The invention pertains to sensors. Particularly, the invention pertains to calibration of sensors, and more particularly to self calibration of sensors.
The invention is a system for static and dynamic calibration of sensors.
A system may exist for the automation of static and dynamic calibration for a certain class of sensors. Static calibration may be performed via a slope seeking loop or algorithm. Dynamic calibration may be performed with both the slope seeking loop and a variation of the slope seeking set point.
The system may remove a need for manual adjustment of sensors to account for sensor drift due to ambient condition changes, and also the need for recalibration for operating condition changes. This may be significant if the sensors are wireless and there is a desire to minimize the need for manual adjustments.
The sensors may retain accuracy under changing ambient conditions and also recalibrate themselves to adjust to operating conditions and sensor aging. This may be done through using feedback control via sensing of the ambient conditions and the operating conditions.
A drift control feedback loop may be designed using identified empirical or semi-empirical constitutive models of sensor material. Similarly, a feedback loop may sense changes in operating conditions and use either a lookup table or a sensor model to change the gains at the sensor output.
Self-calibration of the sensors may be compelling for one or more of the following reasons. Accurate sensor calibration is time-consuming, expensive, and often manual. Aging of sensor parts compels periodic recalibration. Changes of operating conditions also necessitate recalibration. Sensor accuracy is compromised when operating conditions are not same as the calibration conditions. It is difficult to manufacture affordable sensors that do not need calibration or recalibration.
Self-tuning of the sensors may be compelling for one or more of the following reasons. The settling time of a sensor is different at various calibration points. The manufacture of sensors with uniform setting times is typically unaffordable. Thus, sensors generally require specific settings of calibration points. Aging and changes of operating conditions may change the settling time.
There may be a large class of or many sensors that transduce a difference between a control signal and an environmental signal to produce an output (typically electrical). Examples may include microphones, flow control valves, thermocouples, gimbaled mechanisms, and other relative-type measuring devices.
The present approach may be to adapt the operating point of a sensor for self-calibration.
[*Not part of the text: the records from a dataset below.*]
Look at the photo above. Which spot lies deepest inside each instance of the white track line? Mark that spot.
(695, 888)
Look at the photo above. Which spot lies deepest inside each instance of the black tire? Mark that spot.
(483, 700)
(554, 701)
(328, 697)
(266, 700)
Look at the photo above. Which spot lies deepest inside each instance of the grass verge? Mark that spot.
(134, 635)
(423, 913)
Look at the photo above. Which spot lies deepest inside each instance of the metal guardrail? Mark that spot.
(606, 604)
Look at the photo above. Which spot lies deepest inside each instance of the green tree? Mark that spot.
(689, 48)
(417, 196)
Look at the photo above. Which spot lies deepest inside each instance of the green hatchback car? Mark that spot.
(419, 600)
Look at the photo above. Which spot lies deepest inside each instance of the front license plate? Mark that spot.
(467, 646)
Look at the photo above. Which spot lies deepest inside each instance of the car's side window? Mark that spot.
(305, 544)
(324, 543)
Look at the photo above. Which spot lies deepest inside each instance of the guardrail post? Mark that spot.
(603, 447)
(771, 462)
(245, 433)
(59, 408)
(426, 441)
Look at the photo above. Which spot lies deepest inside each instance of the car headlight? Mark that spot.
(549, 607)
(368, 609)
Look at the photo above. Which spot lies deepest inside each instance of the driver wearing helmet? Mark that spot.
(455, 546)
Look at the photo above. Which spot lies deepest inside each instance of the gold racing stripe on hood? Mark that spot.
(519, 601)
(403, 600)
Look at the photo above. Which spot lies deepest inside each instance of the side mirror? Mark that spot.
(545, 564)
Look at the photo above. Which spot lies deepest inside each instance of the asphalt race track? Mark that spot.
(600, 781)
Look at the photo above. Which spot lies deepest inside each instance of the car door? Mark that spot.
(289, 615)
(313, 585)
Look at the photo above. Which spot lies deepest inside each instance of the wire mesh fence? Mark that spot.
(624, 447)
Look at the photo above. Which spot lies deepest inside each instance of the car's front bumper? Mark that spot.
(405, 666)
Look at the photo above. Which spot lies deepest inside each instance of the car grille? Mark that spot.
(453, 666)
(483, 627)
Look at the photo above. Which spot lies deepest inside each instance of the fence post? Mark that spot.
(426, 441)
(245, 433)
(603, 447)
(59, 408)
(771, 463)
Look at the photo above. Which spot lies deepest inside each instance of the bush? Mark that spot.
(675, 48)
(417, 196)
There is no need to do multiple sensors. A rough estimate of the operating curve may serve to eliminate individual calibration of manufactured sensors. The accuracy of a sensor may be well characterized through knowledge of the uncertainty in the transducer dynamics. Slope seeking is a key to an application of the present system.
The system may reduce sensor costs with the elimination or reduction of calibration tasks. The automatic calibration mechanism may be autonomous from the subject sensors.
In
f′ref(k+1)=f′ref(k)+g1(τs(k)), and
K1(k+1)=K1(k)+g2(τs(k)).
“k+1” and “k” indicate time steps. “τs” indicates settling time, “g1” and “g2” indicate a function of settling time relative to the set slope f′ref and amplifier gain K1, respectively.
A set slope f′ref 39 may be sent as an input to a slope setting processor 42 of a slope seeker for static calibration module 43. For the same sensitivity, the product of K1 and f′ref may be a constant. The slope setting processor 42 may reflect the following equation,
−(a/2)R{e−jφjωFo(jω)Co(jω)Fi(jω)}.
“a” may indicate a magnitude, “R” may indicate the real part, Fi may indicate the exciting dynamics, Fo may indicate the settling dynamics, and Co may indicate the washout filter (if ω is small, Fi(jω) and Fo(jω) behave as constant gains). The slope setting processor 42 may output a slope setting to a summer or adder 44. An output of washout filter sCo(s) 35 may multiplied with a phase shift signal 46 represented by sin(ωt−φ), at multiplier 45. The output of multiplier 45 may go to adder 44 where it is summed with the slope setting from processor 42. The output of adder 44 may include a signal representing a tracking error which is proportional to the difference between where one is and where one should be. This output of adder 44 may go to a tracking compensator 47 which may have a signal transformation aspect that is represented by Ci(s)/s. The output of compensator 47 may be a setting signal that goes to adder 22 to be combined with the perturbation signal from the low frequency forcing generator 21. The forcing may be an additive to the input of the exciting dynamics 23. The sinusoidal signal may be added to perturb the current setting. The output path of adder 22, along with the other processes, may be noted above.
In the present specification, some of the matter may be of a hypothetical or prophetic nature although stated in another manner or tense.
Although the invention has been described with respect to at least one illustrative example, many variations and modifications will become apparent to those skilled in the art upon reading the present specification. It is therefore the intention that the appended claims be interpreted as broadly as possible in view of the prior art to include all such variations and modifications.